As autoridades cabo-verdianas iniciaram diligências jurídicas para remover o navio "Deimos", do Panamá, encalhado há mais de cinco meses nas imediações do Porto de Vale dos Cavaleiros, na ilha do Fogo, informou esta segunda-feira o Instituto Marítimo e Portuário.
"Devido às questões de natureza legais relacionadas com o cumprimento da responsabilidade civil pela remoção obrigatória de naufrágios da área de jurisdição marítima nacional, e não tendo sido promovida, ainda, a sua remoção pelo armador, seguradora e/ou representantes legais nos prazos determinados pelas autoridades marítimas nos termos do Código Marítimo de Cabo Verde, [o instituto] já encetou as diligências no plano jurídico com vista a desencadear o processo de remoção do navio, visando, essencialmente, salvaguardar os interesses públicos de Cabo Verde enquanto Estado Costeiro", informou em comunicado o IMP.

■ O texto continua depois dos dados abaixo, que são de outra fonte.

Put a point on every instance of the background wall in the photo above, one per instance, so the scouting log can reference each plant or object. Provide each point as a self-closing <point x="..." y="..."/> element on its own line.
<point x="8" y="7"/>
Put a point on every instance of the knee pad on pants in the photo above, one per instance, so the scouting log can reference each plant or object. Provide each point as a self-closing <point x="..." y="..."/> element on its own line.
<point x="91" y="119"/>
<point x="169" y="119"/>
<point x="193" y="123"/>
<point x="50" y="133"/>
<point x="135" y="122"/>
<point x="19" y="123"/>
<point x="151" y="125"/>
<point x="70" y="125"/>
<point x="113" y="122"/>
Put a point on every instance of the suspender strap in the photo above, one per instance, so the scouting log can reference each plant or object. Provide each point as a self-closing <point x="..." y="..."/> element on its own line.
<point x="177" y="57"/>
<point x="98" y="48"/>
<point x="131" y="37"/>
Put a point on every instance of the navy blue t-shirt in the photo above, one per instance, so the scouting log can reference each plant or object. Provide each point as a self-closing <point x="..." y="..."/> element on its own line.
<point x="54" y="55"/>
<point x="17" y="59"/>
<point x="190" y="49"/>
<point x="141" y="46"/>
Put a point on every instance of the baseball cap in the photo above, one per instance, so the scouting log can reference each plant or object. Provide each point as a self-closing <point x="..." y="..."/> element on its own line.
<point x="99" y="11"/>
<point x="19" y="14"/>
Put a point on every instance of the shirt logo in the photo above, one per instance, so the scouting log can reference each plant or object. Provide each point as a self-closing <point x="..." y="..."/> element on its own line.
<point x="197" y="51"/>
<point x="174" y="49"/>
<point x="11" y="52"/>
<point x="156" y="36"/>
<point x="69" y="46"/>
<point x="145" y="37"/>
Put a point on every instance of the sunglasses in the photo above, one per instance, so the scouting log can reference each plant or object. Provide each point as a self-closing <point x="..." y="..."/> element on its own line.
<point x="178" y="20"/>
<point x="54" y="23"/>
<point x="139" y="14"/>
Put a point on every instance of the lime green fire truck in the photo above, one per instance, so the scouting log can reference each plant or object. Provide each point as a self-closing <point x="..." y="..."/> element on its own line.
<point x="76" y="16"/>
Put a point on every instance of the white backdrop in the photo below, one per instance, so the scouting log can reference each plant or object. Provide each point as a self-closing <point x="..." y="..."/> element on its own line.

O instituto cabo-verdiano adiantou ainda que uma equipa técnica realizou este mês uma missão ao navio e constatou que se encontram em situação "aparentemente estável", não obstante as preocupações de segurança de navegação marítima e portuárias e os riscos de poluição do meio ambiente marinho que se agravam devido aos constantes golpes do mar e ações do tempo prevalecentes nestas épocas do ano.
O IMP referiu igualmente que já tomou várias medidas de caráter emergencial e urgente para evitar riscos de poluição do meio ambiente marinho e manter as condições de segurança de navegação na baía do porto, dentre as quais a retirada de todo o combustível e água oleosa existentes nos tanques do navio.
Construído em 1986 e com bandeira do Panamá, o navio tem 94,4 metros de comprimento por 15,4 metros de largura e encalhou em 13 de novembro nas imediações do porto de Vale dos Cavaleiros, após um "blackout total", segundo o IMP.
O incidente na máquina principal ocorreu após a operação de descarga no porto local, depois de o navio ter partido com destino a Tarrafal de São Nicolau, acabando por ser arrastado para a zona de encalhe, devido à forte ondulação que se fazia sentir no local.